HdrHistogram / hdrhistogram-go

A pure Go implementation of Gil Tene's HDR Histogram.
MIT License
429 stars 64 forks source link

add tests for simple integer timestamps since epoch #23

Open okayzed opened 7 years ago

okayzed commented 7 years ago

add tests for integer timestamp values.

On my local machine, the test for seconds since epoch (first test case) is failing, while the test for ms since epoch (second test case) succeeds.

okayzed commented 7 years ago
--- FAIL: TestTimeStamps (0.00s)
    hdr_test.go:408: Median was 2147483647, but expected 1476583605 +/- 1.476583e+06
FAIL
exit status 1
FAIL    github.com/codahale/hdrhistogram    0.184s
filipecosta90 commented 3 years ago

imho I believe we can close this one @ahothan.
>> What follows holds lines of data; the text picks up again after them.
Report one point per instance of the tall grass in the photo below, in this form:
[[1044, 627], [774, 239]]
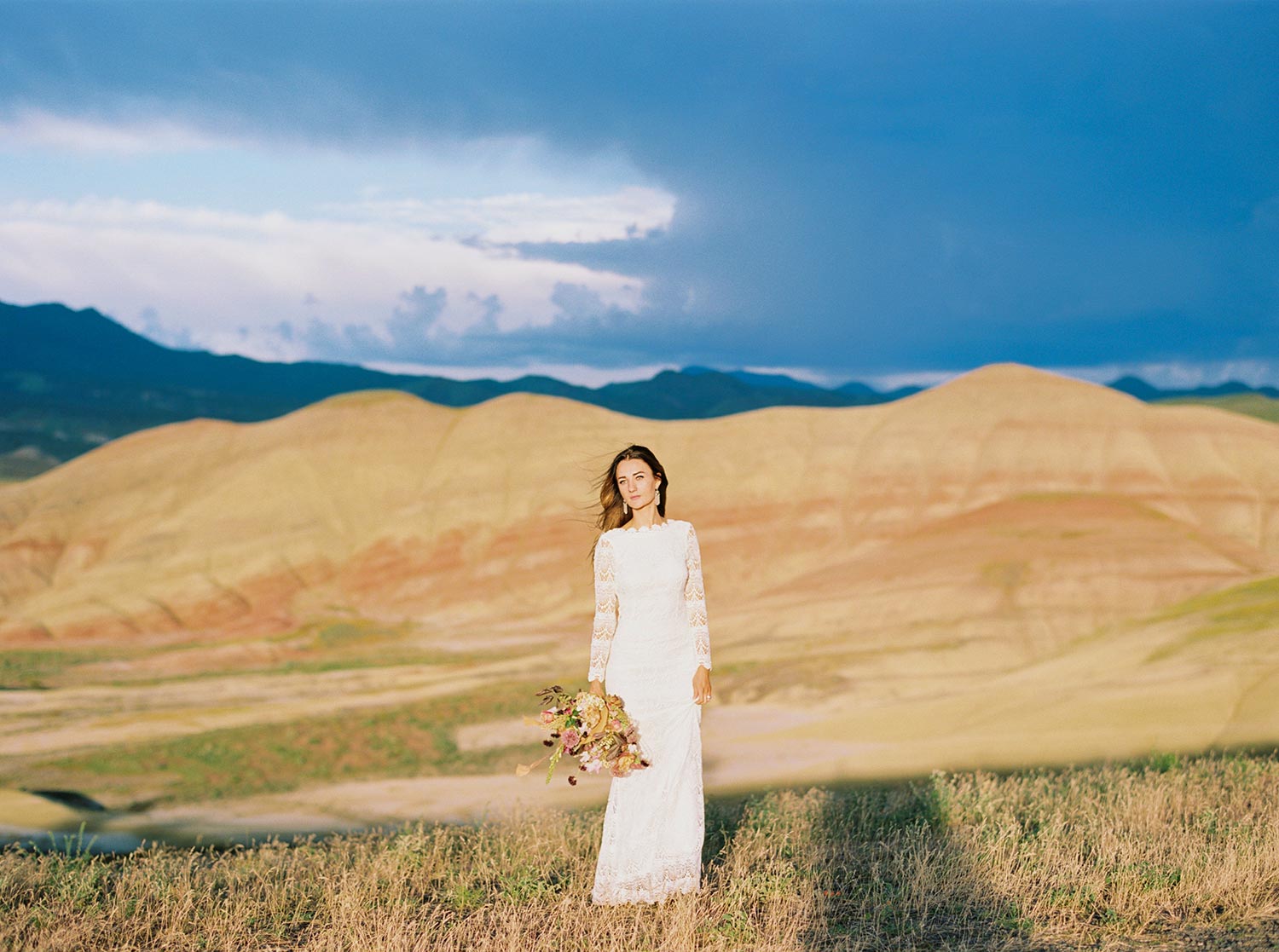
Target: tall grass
[[1039, 859]]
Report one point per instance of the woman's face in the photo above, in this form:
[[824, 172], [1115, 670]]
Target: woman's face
[[636, 483]]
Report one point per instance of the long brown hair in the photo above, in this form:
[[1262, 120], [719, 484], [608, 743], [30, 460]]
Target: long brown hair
[[611, 499]]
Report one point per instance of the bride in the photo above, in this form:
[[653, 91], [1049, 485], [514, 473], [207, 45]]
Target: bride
[[651, 644]]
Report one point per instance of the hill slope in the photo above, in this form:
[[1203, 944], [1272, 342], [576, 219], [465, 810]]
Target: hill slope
[[1012, 566]]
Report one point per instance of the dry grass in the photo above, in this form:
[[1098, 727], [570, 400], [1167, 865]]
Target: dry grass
[[1092, 857]]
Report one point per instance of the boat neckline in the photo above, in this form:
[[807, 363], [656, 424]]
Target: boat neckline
[[647, 528]]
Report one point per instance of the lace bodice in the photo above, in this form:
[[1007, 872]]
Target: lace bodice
[[629, 570]]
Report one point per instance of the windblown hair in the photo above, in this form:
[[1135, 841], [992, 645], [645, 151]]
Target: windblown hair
[[611, 499]]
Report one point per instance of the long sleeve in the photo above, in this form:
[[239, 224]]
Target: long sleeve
[[605, 609], [695, 601]]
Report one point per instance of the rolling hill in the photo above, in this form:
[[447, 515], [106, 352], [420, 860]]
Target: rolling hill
[[1012, 566]]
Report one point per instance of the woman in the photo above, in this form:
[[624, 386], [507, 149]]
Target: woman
[[651, 644]]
The added tests does not seem to bring anything new. wdyt?

okayzed commented 3 years ago

was the behavior fixed? this issue is from 4 years ago, i decided not to use hdrhistogram-go at the time because of this fault (among other things).

the added test shows where the values are incorrect when trying to use integer seconds since epoch. i think the test is worthwhile to keep to prevent regressions unless you already have some tests that cover this case.
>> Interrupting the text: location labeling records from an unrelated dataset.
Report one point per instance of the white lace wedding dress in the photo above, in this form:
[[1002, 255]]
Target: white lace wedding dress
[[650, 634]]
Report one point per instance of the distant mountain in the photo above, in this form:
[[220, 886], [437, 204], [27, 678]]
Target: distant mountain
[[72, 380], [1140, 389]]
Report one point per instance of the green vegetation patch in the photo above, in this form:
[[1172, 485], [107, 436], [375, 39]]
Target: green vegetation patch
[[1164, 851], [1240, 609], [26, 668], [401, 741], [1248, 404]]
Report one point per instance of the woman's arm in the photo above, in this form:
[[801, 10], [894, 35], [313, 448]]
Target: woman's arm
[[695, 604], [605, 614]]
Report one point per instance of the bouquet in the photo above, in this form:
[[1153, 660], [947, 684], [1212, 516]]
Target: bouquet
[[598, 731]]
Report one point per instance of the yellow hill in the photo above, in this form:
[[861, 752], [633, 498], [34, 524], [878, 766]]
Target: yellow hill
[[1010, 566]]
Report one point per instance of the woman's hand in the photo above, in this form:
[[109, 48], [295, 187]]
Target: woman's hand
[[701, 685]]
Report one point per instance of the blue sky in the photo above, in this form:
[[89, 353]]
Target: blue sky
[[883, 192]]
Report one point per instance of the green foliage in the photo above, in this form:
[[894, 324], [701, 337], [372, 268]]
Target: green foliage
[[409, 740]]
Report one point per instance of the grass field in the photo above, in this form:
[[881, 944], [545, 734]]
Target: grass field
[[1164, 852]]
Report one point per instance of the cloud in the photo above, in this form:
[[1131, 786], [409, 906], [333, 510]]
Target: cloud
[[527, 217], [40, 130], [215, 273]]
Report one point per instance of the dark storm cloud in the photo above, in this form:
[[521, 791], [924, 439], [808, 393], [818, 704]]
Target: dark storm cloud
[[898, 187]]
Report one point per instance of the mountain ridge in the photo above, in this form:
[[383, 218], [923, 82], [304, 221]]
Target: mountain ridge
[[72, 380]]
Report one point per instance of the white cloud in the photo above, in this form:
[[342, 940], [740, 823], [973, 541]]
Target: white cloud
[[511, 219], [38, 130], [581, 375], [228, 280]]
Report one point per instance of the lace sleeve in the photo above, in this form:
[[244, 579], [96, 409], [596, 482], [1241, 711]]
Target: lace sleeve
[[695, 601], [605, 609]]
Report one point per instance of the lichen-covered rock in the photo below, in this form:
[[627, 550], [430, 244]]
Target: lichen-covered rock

filipecosta90 commented 3 years ago

was the behavior fixed? this issue is from 4 years ago, i decided not to use hdrhistogram-go at the time because of this fault (among other things).

the added test shows where the values are incorrect when trying to use integer seconds since epoch. i think the test is worthwhile to keep to prevent regressions unless you already have some tests that cover this case.

@okayzed this is a corner case in which all values are within the same sub-bucket of the histogram. Given that ValueAtQuantile will return the largest equivalent value of the sub-bucket for which the condition (100% - percentile) is true we get 2147483647.

@ahothan confirmed that his will also be true for all quantiles given that all 5 samples are within the same sub-bucket.

Added the check that the values 1476583605 and 2147483647 are equivalent given the specified histogram here

okayzed commented 3 years ago

how far apart would the timestamps need to be before the behavior is adjusted to give correct values? from the test case in this PR, the histogram is setup to expect values from TS-10,000 to TS+10,000

    hist := hdrhistogram.New(input[2] - 10000, input[2] + 10000, 3)

is there some workaround you can suggest to get more accurate values? (do you always ground the histogram at 0 if the min value is positive?)

giltene commented 3 years ago

I think that this is a case of misunderstanding the meaning of the lowest discernible value, with the misunderstanding made much more likely due to an unfortunate naming of the parameters to [ func New(minValue, maxValue int64, sigfigs int) ] in the go implementation. I would suggest changing the parameter names to e.g. match the ones used in the java implementation to make the meaning clear.

The lowest discernible value is NOT intended to be the minimum in a range of numbers covered by the histogram. Far from it. It is the smallest unit size that is discernible. Specifically, it would be correct to treat all numbers between 0 and the minimum discernible as equivalent, all values between the minimum discernible value and 2x that value as equivalent, etc. if that is not the behavior you want, and if you want a histogram that is accurate to within the number of decimal places specified, but can tell e.g. 1 and 2 apart, just use 1 as the minimum discernible value (and that is the default most people use, where they don’t even specify a lowest discernible value). The main use of a non-1 lowest discernible value is for cases where the units of measurement are much finer than the result ion desired. E.g. when measuring time values in nanoseconds in an application domain where there is no interest in e.g. telling apart numbers that are less than 20 microseconds apart. Setting the lowest discernible value to 20000 nanoseconds in this example, or to e.g. 1000000 nanosecond when the lowest discernible level desired is a millisecond, and similar use cases, helps save some histogram storage (eliminating several buckets and several hundreds or thousands of sub buckets), without requiring the caller to convert input from e.g. nanoseconds to milliseconds on each recording.

Clarifying the documentation and changing the parameter names will hopefully help resolve the confusion here.